I AM lying in my fold-down bunk of a bed, with the ship gently rocking to and fro in the wake of a passing barge, and with the sound of water outside our cabin window sighing gently.
All very soothing and restful.
The little cabin is warm and rather muggy, and a kind of delicious, heavy languor is upon me. My eyes just keep closing of their own accord.
My Good Lady, I know, is safely ensconced up on the sundeck with her puzzle book and her novel, while I attempt to catch up on a couple of very broken nights of sleep in a post-lunch snooze.
It’s still only about the third day of our holiday but already the pattern of shipboard life has established itself.
An early breakfast – thanks to the alarm clock that is Wi-Fi set to ring at seven-thirty every morning, heaven only knows why – maybe the most consistently good meal of the day.
Then, depending on day’s itinerary, we either set out for a morning’s sightseeing, or more likely, settle ourselves to down to watch the Rhineland scenery floating by.
Lunch is at 12 o’clock sharp and consists of soup, a small main course or a salad, and a dessert.
The afternoon now stretches ahead; My Good Lady and I often take a bit of zizz at this time, although, too, we sometimes disembark and have a potter round one of the ports we’ve come into: Remagen, Koblenz, Rüdesheim…
At 1900 hours dinner is announced and we brace ourselves for another assault on our stomachs – the food on this cruise is definitely sub-par to what we might have expected – and our table dining companions, Ray and Margaret, are as bemused as we are as to what is presented to us.
Evening in the salon is something of an ordeal, too, with a deafening performance of the man at the musical synthesiser, sometimes accompanied by a strangulated, ill-pronounced song, booming at us through giant loud speakers.

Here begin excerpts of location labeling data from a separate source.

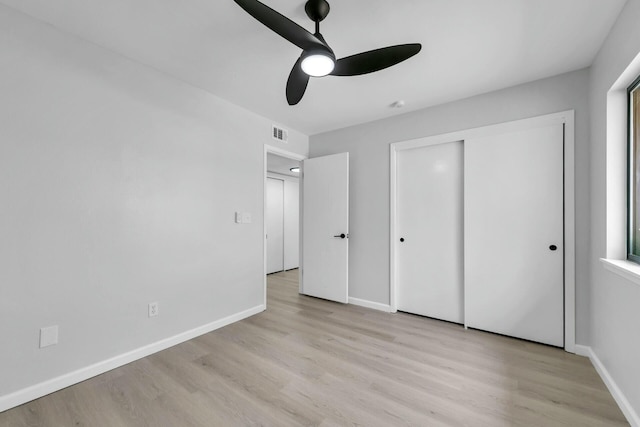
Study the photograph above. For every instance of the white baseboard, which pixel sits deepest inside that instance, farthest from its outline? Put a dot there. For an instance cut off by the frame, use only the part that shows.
(620, 398)
(370, 304)
(42, 389)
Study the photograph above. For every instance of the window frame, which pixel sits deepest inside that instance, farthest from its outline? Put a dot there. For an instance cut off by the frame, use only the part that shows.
(632, 146)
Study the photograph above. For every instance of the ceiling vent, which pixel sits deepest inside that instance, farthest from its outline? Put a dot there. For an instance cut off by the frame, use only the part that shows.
(280, 134)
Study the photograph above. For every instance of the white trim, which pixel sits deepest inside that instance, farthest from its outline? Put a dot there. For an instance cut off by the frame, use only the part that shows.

No place for a quiet conversation, this, and now, as darkness has fallen, it’s a little too chilly to sit out on deck.
So we endure it for as long as we can, although it is mitigated by the conviviality of another couple we have met, Esther and Bernie. Bernie, indeed, has a sense of humour that rises above even this musical torture.
And so to bed.
But it is a good holiday break, despite the shortcomings of the food and the entertainment, and one to which we should not be too loath to do again. River cruising has some definite advantages over the ocean variety. So, maybe next year, who knows, a sail down the Mekong River perhaps, or a trip along the Amazon?